Fast Similarity Graph Construction via Data Sketching Techniques
Date
Authors
Journal Title
Journal ISSN
Volume Title
Publisher
Abstract
Graphs are mathematical structures used to model objects and their pairwise relationships. Due to their simple but expressive abstract representation, they are commonly used to model various types of relations and processes in technological, social or biological systems and have found numerous applications. A special type of graph is the similarity graph in which nodes represent entities and there is an edge connecting two nodes if the two entities are similar based on some similarity measure. In a typical scenario, raw data of entities are provided in the form of a relational dataset, matrix or a tensor and a similarity graph is built to facilitate graph-based analysis like node importance, node classification, link prediction, community detection, outlier detection, and more.
The ability to construct similarity graphs fast is important and with a potential for high impact, thus several approximation techniques have been proposed.
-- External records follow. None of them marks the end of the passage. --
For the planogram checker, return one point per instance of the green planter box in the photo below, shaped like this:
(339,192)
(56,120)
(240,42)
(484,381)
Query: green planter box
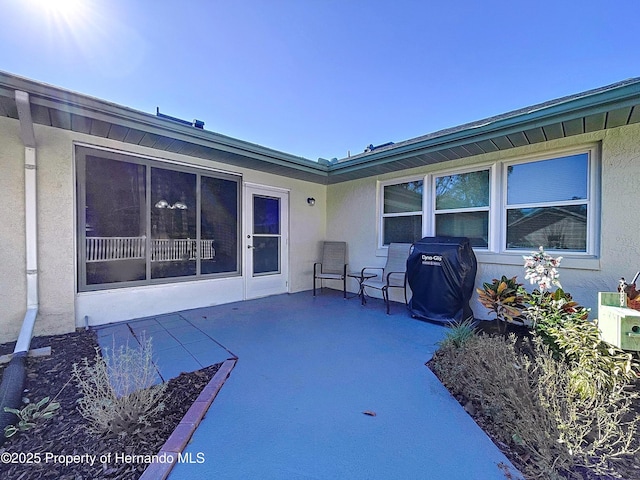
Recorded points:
(618,324)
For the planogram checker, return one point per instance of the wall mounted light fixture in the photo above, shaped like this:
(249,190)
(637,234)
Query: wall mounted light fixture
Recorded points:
(164,204)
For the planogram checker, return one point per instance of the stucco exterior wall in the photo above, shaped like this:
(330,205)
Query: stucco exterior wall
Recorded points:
(57,235)
(352,205)
(13,285)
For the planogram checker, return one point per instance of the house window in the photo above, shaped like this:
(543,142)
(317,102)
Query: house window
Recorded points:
(141,221)
(548,203)
(402,212)
(503,208)
(462,206)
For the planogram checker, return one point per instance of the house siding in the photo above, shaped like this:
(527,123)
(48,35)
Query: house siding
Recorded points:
(355,203)
(13,285)
(58,298)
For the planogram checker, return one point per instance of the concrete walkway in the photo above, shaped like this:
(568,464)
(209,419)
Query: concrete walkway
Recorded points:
(308,368)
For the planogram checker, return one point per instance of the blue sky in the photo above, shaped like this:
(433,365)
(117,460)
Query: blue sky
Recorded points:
(319,78)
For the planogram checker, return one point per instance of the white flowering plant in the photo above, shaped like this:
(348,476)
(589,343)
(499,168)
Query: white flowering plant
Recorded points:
(542,268)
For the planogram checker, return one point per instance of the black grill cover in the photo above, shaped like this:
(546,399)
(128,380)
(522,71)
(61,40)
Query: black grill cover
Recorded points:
(441,272)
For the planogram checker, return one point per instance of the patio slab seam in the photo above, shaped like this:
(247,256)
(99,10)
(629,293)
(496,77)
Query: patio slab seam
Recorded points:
(178,440)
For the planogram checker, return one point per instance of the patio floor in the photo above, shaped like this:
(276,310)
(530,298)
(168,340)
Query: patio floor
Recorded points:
(307,368)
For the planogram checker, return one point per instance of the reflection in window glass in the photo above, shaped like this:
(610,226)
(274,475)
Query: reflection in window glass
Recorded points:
(173,223)
(405,229)
(464,190)
(219,225)
(138,221)
(403,197)
(554,180)
(115,221)
(474,225)
(557,228)
(266,215)
(266,255)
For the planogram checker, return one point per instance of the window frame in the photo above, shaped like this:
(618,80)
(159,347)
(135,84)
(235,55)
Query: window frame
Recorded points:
(381,215)
(434,211)
(592,201)
(82,151)
(497,251)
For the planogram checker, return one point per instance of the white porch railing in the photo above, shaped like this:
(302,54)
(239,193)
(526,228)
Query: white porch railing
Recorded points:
(104,249)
In this work, we propose data sketching based methods for fast approximate similarity graph construction. Data sketching techniques are applied on the raw data and are designed to achieve desired error guarantees. They can drastically reduce the size of raw data on which we operate, allowing for faster construction and analysis of similarity graphs, but with approximate results. This is a desirable tradeoff for many applications in diverse domains.
Through a thorough experimental evaluation, we demonstrate that our sketching methods outperform sensible baselines and competitor methods proposed for the problem. First, they are much faster than exact methods while maintaining high accuracy in constructing the similarity graph. Furthermore, our methods demonstrate significantly higher accuracy than competitive methods on generic graph analysis tasks. We demonstrate the effectiveness of our methods on different real-world graph applications.